Don’t be fooled by these “doom and gloom” predictions of an
ISIS resurgence, said Oubai Shahbander in TheFederalist.com. As Trump has noted, Turkey is highly motivated to suppress ISIS and stabilize neighboring Syria, and its large local army can do that more efficiently than the U.S. The use of troops to prop up friendly governments in this region is doomed to failure—as we’ve seen in Afghanistan and Iraq. It’s time to “break the vicious cycle of the ‘forever war’” and leave the quagmire of Syria to its regional stakeholders. The U.S. mission in Syria has been muddled from the start, said Michael Brendan Dougherty in NationalReview.com. We originally went in to support “moderate” Syrian rebel groups against dictator Bashir alAssad, and then moved on to defeating ISIS. But hawks now tell us we need troops in Syria to limit Iranian and Russian influence. Enough “mission creep.” Time to go home.
But even if ISIS stays in check, Trump’s decision to leave Syria could still hurt him politically, said Walter Russell Mead in The Wall Street Journal. Despite the “America First” element of Trump’s populist support, the conservative base is still “more hawkish than isolationist.” Hence the swift condemnation of the Syria pullout from Republican senators Marco Rubio, who called it a “major blunder,” and Lindsey Graham, who predicted “devastating consequences” and likened it to President Obama’s decision to withdraw U.S. troops from Iraq. That sharp criticism may explain why Trump this week acceded to a more gradual withdrawal from Syria—six months instead of 30 days.

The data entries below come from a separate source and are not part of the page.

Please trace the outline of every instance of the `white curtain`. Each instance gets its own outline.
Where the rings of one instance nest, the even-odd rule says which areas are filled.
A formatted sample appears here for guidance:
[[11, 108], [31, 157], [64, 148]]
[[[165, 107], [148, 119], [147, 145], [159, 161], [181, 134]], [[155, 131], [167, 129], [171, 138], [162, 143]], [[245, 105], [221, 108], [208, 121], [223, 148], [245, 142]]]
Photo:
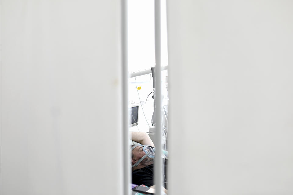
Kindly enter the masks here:
[[121, 193], [120, 4], [1, 1], [1, 194]]
[[168, 1], [169, 191], [293, 193], [293, 4]]

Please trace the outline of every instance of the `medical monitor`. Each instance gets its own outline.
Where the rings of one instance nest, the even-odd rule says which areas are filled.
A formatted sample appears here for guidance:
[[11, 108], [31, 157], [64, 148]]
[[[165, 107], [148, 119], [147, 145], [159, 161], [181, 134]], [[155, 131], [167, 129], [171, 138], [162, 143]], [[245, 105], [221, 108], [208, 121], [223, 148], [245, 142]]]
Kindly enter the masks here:
[[134, 127], [138, 125], [138, 105], [132, 104], [129, 108], [130, 127]]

That won’t undo the damage from this impulsive decision, said William Galston, also in the Wall Street Journal. America made a commitment to protect our allies in the region—Israel, the Kurds, and Syrian rebel groups, who crafted their own high-stakes strategies around the continued presence of our troops in Syria. To abandon the Kurds and Syrians to their fate “betrays everyone who relied on the word of the U.S.,” and it may be a long, long time before they, or anyone, trusts us again.